The first minister was clearly right yesterday to rule out supporting a government that is captive to a separatist party.
Even the Labour Party has ruled out coalition with the SNP, such was the pressure on Ed Miliband over the prospects of Scottish nationalists holding the whip hand at Westminster.
The temptation for Labour to do a deal with the SNP will be great if, as is now highly possible, Alex Salmond leads his fellow separatists to victory north of the border (by being the Scottish party with the most House of Commons seats). Mr Miliband has not ruled out some arrangement with the SNP.
Peter Robinson could not countenance being part of such an understanding. There was major relief among Northern Ireland unionists when Scotland voted by a 10-point margin to reject independence in September, a more decisive victory than was expected by the end of the referendum campaign.
Many commentators said that the scale of the SNP defeat buried the constitutional question for a generation. Even so, there was a degree of scepticism when Mr Salmond swiftly announced that he was stepping down as first minister.
Sure enough, it became clear that his ambition of being the man who dismantled the Union was unabated when he unveiled his Westminster bid. He might emerge as more powerful there than his successor Nicola Sturgeon is at Holyrood.

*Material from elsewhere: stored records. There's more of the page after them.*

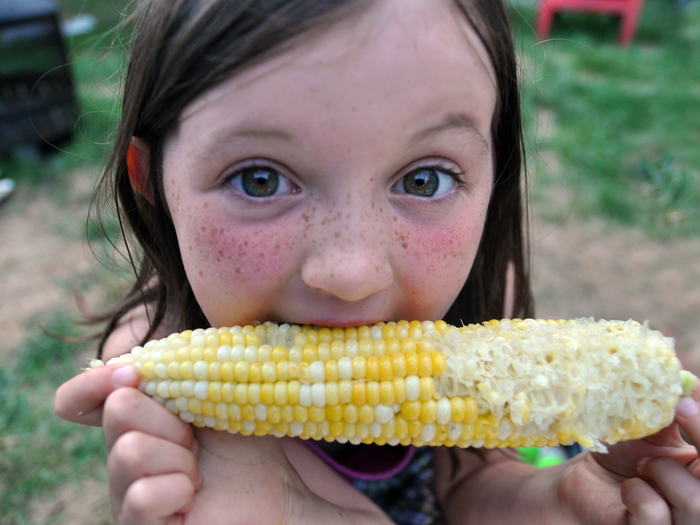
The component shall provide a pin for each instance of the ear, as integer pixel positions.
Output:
(137, 157)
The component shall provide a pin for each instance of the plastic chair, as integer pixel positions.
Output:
(629, 10)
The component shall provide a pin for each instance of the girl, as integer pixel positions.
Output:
(334, 163)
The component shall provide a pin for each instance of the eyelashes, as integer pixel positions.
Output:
(261, 181)
(429, 181)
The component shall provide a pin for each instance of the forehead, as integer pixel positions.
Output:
(388, 47)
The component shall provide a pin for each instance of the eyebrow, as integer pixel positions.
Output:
(453, 121)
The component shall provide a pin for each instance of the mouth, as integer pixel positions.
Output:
(338, 323)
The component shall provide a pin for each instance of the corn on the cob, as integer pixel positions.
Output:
(498, 384)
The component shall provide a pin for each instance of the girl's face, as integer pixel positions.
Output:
(343, 182)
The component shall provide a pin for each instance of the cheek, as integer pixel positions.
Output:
(437, 265)
(225, 261)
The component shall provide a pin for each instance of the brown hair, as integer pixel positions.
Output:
(184, 47)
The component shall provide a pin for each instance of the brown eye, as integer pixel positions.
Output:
(427, 182)
(259, 182)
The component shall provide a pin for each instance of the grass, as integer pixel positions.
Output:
(38, 450)
(625, 120)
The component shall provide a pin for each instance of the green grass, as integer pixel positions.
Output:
(39, 451)
(626, 120)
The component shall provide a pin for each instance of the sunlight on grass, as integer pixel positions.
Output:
(614, 112)
(39, 451)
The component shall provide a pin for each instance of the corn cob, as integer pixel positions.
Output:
(498, 384)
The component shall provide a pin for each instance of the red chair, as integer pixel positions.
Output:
(629, 10)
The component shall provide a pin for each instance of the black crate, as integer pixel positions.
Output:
(37, 92)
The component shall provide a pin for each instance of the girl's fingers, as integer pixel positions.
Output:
(680, 488)
(136, 455)
(157, 500)
(128, 409)
(80, 400)
(688, 418)
(644, 505)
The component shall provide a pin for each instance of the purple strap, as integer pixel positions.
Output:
(371, 464)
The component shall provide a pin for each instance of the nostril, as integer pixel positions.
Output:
(350, 277)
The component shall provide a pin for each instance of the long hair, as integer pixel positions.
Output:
(183, 47)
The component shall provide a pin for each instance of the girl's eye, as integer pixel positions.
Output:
(427, 182)
(259, 181)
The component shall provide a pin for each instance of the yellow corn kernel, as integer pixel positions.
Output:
(359, 394)
(372, 368)
(391, 382)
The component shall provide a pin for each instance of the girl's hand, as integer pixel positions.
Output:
(151, 453)
(654, 481)
(161, 474)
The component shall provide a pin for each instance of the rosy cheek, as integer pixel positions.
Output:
(437, 264)
(238, 256)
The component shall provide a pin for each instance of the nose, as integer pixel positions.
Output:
(352, 267)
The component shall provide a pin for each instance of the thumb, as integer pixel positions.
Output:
(80, 399)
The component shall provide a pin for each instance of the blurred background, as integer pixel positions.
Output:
(613, 136)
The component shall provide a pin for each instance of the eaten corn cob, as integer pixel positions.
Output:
(498, 384)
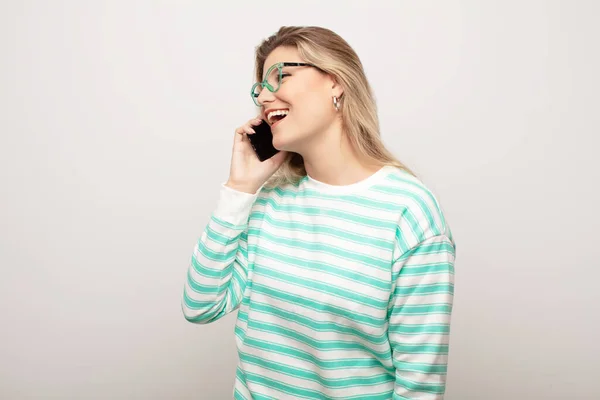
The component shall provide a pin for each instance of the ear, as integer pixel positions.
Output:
(336, 88)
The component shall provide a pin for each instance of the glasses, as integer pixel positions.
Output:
(273, 79)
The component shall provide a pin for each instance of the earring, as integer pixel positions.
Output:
(336, 104)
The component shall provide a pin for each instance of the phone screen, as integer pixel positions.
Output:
(262, 141)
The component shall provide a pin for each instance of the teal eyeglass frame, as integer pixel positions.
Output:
(266, 84)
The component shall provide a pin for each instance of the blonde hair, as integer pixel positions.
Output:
(333, 55)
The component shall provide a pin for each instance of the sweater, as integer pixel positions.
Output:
(342, 292)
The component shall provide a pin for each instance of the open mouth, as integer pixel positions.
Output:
(276, 119)
(276, 116)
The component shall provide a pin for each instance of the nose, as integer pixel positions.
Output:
(265, 96)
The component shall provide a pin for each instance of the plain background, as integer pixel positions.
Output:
(116, 125)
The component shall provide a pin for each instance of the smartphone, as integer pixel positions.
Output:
(262, 141)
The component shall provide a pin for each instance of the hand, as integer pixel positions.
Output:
(247, 173)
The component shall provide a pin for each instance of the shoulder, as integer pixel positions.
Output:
(420, 212)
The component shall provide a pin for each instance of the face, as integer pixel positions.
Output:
(307, 93)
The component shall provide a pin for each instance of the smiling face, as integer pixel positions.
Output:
(306, 93)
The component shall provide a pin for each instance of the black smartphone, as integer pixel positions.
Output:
(262, 141)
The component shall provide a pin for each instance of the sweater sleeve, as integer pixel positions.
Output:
(419, 318)
(218, 270)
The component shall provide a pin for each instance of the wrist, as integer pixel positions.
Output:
(241, 187)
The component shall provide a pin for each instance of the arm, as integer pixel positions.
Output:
(216, 276)
(419, 325)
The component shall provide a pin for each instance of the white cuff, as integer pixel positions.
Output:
(234, 206)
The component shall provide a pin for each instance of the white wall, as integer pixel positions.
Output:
(116, 124)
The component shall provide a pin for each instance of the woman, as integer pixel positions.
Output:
(338, 257)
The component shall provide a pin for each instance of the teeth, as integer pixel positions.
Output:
(278, 112)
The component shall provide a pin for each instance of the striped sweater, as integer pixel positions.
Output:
(342, 292)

It would be disastrous if Labour, for reasons of short term gain of office, accommodated the SNP in ways that led to the break-up of the UK.
It would not take much to provoke such a split. Middle England is tiring of the financial demands of Scotland and Northern Ireland (it is troubling that Mr Robinson has made scrapping the overdue ‘bedroom tax’ — better described as the under-occupancy penalty — one of his key demands).
If a minority Labour government promises more largesse to the SNP, the English backlash will cause further damage to the increasingly wobbly foundations of the UK.